Site icon TuttoH24.info

L’Ospedale di Matera al 40° Congresso Nazionale SIGOT: presentato un nuovo modello per prevedere la mortalità nei pazienti geriatrici con insufficienza respiratoria

L’Unità Operativa Complessa di Geriatria dell’Ospedale “Madonna delle Grazie” di Matera, diretta da Gaetano Dentamaro, ha presentato al 40° Congresso Nazionale SIGOT uno studio innovativo dedicato alla gestione dei pazienti anziani ricoverati per insufficienza respiratoria, una condizione caratterizzata da un elevato rischio di mortalità.

La ricerca, condotta dal Giorgio Giuliano e dal Giuliano Pieroni, ha dimostrato l’efficacia del Multidimensional Prognostic Index (MPI), uno strumento basato sulla valutazione geriatrica multidimensionale, come predittore indipendente di mortalità intraospedaliera.

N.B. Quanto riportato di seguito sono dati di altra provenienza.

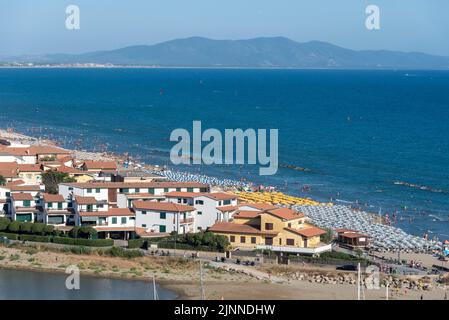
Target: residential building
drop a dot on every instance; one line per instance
(55, 210)
(164, 217)
(23, 207)
(278, 229)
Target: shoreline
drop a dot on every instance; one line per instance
(368, 218)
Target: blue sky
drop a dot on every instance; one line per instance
(38, 26)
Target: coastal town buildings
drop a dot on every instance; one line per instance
(165, 217)
(275, 229)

«Questo studio dimostra come una stratificazione precoce del rischio, attraverso l’utilizzo dell’MPI già al momento del ricovero, sia fondamentale per personalizzare le decisioni cliniche e migliorare la pianificazione terapeutica e assistenziale dei pazienti più fragili», spiegano i ricercatori dell’Unità Operativa di Geriatria.

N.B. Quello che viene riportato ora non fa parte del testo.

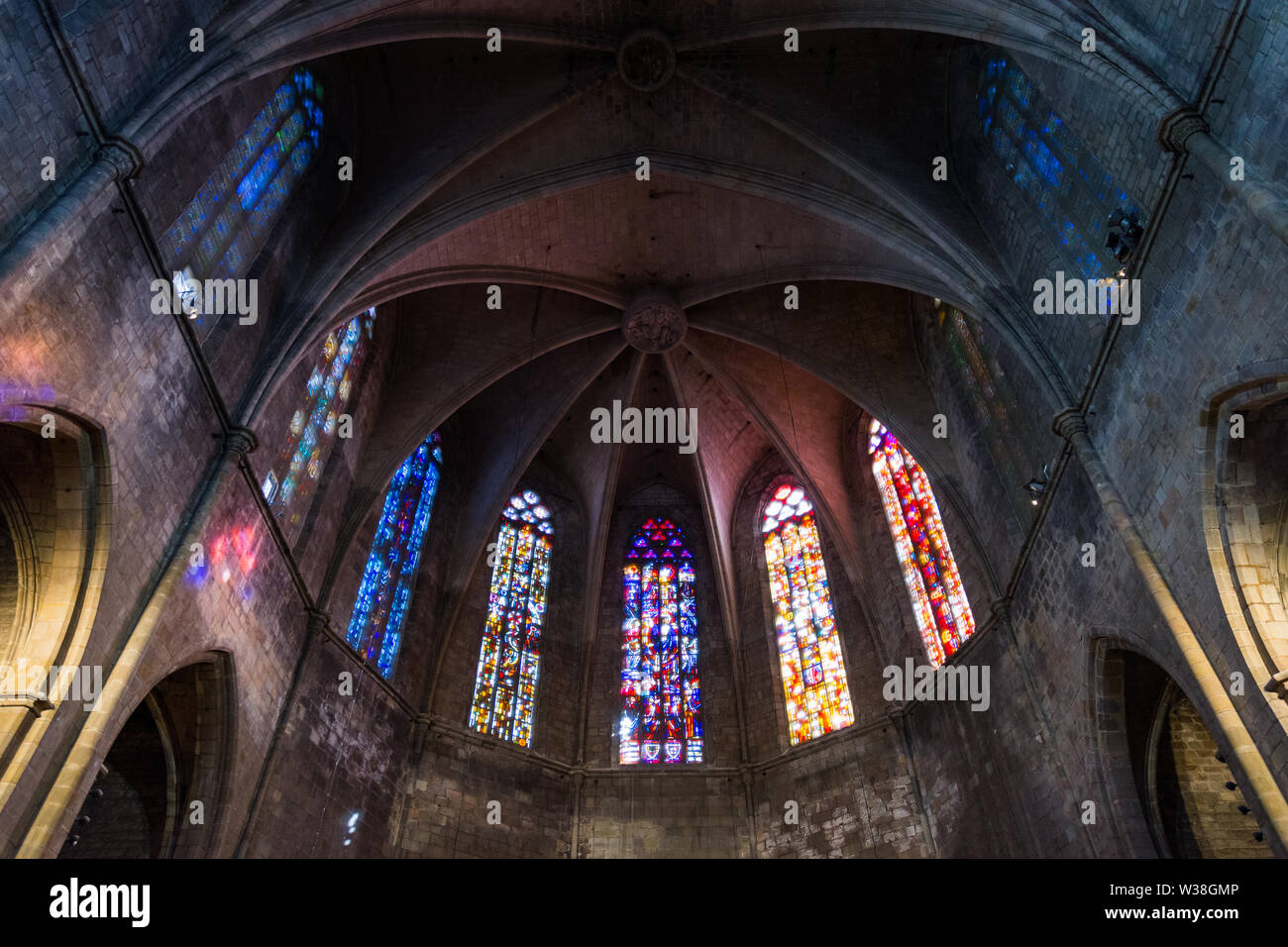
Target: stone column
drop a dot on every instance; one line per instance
(43, 836)
(1072, 425)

L’adozione di questo modello prognostico rappresenta un importante passo avanti nella gestione geriatrica, consentendo di identificare tempestivamente i pazienti che necessitano di interventi più mirati, con benefici sia per la qualità delle cure sia per l’ottimizzazione delle risorse ospedaliere.

«La partecipazione dell’Unità Operativa di Geriatria a un congresso nazionale di rilievo come il SIGOT conferma l’elevato livello professionale e scientifico raggiunto dall’Azienda Sanitaria di Matera», dichiara il Direttore Generale dell’ASM, Maurizio Friolo. «Investire nella ricerca clinica e in modelli innovativi di presa in carico significa migliorare concretamente l’assistenza ai pazienti più fragili e rafforzare il ruolo dell’ospedale di Matera come punto di riferimento nella cura dell’anziano».